In fact, though, this is not necessarily the case.
To see why, we should look at betting on matches played at the Queens Club tennis tournament which takes place every June. In even-numbered years, the tournament clashes with a major football competition: the World Cup or European Championships. In these years, betting markets on the tennis are thinner because casual gamblers prefer to bet on the football.
This raises the question: when is the tennis betting market more efficient: in the odd-numbered years when less-informed gamblers are active in it or in even years when they are not and the expert tennis gamblers have more weight?
Alasdair Brown and Fuyu Yang at the University of East Anglia have studied this and found that the market is significantly more efficient in the even years when the less informed gamblers are more active.
Mug punters make the market more efficient. This raises the possibility that increased numbers of passive investors might help make stock markets more efficient, not less.

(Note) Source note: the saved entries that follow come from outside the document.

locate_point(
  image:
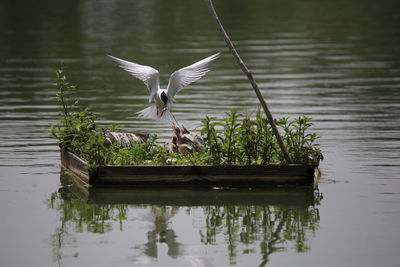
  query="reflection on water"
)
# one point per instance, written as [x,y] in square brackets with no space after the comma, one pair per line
[336,61]
[272,220]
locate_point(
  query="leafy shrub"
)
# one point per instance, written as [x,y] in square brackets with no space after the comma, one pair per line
[236,139]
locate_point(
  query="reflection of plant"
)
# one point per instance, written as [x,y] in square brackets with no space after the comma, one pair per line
[243,228]
[271,226]
[91,217]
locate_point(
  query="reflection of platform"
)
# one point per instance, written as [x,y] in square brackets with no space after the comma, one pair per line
[296,196]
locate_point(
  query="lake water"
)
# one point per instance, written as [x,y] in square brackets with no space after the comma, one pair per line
[336,61]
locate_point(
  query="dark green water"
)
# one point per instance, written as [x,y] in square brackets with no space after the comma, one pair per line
[336,61]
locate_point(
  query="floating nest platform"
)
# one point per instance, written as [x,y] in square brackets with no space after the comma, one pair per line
[236,176]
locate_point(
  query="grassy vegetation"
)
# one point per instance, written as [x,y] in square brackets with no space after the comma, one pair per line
[236,139]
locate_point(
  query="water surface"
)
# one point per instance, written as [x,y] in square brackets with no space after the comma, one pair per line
[338,62]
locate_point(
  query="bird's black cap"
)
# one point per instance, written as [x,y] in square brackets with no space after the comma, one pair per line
[164,97]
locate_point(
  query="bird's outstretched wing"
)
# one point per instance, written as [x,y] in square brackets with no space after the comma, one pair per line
[147,74]
[185,76]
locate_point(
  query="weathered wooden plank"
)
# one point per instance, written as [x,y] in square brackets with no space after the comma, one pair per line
[249,176]
[224,176]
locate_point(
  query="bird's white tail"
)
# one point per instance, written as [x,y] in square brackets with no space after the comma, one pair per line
[152,113]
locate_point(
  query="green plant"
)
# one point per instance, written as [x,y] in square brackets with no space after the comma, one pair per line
[301,145]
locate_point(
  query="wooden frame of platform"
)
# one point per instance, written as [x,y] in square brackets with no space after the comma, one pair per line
[183,175]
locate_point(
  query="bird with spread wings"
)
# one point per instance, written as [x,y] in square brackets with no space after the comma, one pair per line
[163,98]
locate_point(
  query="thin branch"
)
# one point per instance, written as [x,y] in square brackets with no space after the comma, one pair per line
[251,79]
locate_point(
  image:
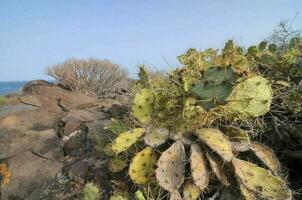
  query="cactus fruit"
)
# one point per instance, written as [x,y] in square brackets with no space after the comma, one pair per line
[156,136]
[117,164]
[240,139]
[191,191]
[247,194]
[142,166]
[142,105]
[170,171]
[217,141]
[266,155]
[91,192]
[261,181]
[217,169]
[251,97]
[199,170]
[126,139]
[216,85]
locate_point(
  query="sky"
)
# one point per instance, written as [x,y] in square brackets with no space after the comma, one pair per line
[37,34]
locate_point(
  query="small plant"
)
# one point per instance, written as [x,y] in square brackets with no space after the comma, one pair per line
[89,76]
[91,192]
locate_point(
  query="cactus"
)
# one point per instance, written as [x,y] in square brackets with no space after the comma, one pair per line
[261,181]
[117,164]
[91,192]
[250,98]
[170,171]
[191,191]
[126,139]
[156,136]
[142,105]
[142,166]
[216,86]
[240,139]
[217,141]
[199,170]
[216,166]
[266,155]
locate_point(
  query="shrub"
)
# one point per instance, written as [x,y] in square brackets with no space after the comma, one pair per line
[89,76]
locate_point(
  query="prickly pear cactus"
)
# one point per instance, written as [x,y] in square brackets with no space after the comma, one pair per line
[142,166]
[251,97]
[126,139]
[198,119]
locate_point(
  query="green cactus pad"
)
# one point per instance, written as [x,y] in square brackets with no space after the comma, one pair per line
[216,166]
[156,136]
[199,170]
[143,105]
[266,155]
[217,141]
[191,191]
[261,181]
[126,140]
[117,164]
[250,98]
[239,138]
[170,171]
[216,85]
[142,166]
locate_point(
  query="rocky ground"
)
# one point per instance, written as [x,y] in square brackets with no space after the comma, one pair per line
[48,137]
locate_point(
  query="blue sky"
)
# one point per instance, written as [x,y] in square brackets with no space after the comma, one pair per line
[37,34]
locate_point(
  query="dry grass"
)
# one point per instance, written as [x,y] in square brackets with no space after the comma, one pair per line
[89,76]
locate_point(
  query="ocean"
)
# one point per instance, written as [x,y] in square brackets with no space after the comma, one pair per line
[7,87]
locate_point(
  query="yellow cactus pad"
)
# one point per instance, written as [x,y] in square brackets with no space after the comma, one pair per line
[190,191]
[156,136]
[126,140]
[247,194]
[240,139]
[261,181]
[266,155]
[170,171]
[251,97]
[217,169]
[143,105]
[117,164]
[142,166]
[199,170]
[217,141]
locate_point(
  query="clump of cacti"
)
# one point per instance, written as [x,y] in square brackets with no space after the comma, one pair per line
[190,115]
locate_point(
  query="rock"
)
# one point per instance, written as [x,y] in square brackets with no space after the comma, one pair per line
[117,110]
[35,161]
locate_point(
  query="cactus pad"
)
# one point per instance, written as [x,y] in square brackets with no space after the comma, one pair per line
[191,191]
[216,85]
[217,169]
[143,105]
[217,141]
[247,194]
[251,97]
[239,138]
[126,139]
[266,155]
[199,170]
[117,164]
[142,166]
[261,181]
[170,171]
[156,136]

If this seems paradoxical, it shouldn't. It's a corollary of a point made back in 1980 by Sanford Grossman and Joe Stiglitz. If markets are to be efficient, somebody must go to the bother of researching stocks. But they need an incentive to do so. Uninformed investors provide such an incentive: investors do their research in the hope of making money at the expense of uninformed investors.
In tennis betting, the uninformed investor is the casual gambler who's distracted by football. In stock markets, it's passive funds. The presence of both provides others with an incentive to do proper research.
Such incentives, however, are self-defeating. Once the market becomes efficient, the incentive to do research will decline, so researchers will exit the market creating inefficiencies.
It might be that we get a stableish equilibrium here. Lasse Heje Pedersen at New York University says markets are "efficiently inefficient": they are just inefficient enough to reward those who do their research and take risks. Alternatively, markets might be cyclical, as MIT's Andrew Lo has argued: stock-picking strategies wax and wane as markets become efficient and then inefficient again.
For me, the point here is that bigthink ideology is useless. The question - are markets efficient? - cannot be answered generally. Instead, the answer - and the specific type of inefficiency - will vary from time to time and place to place.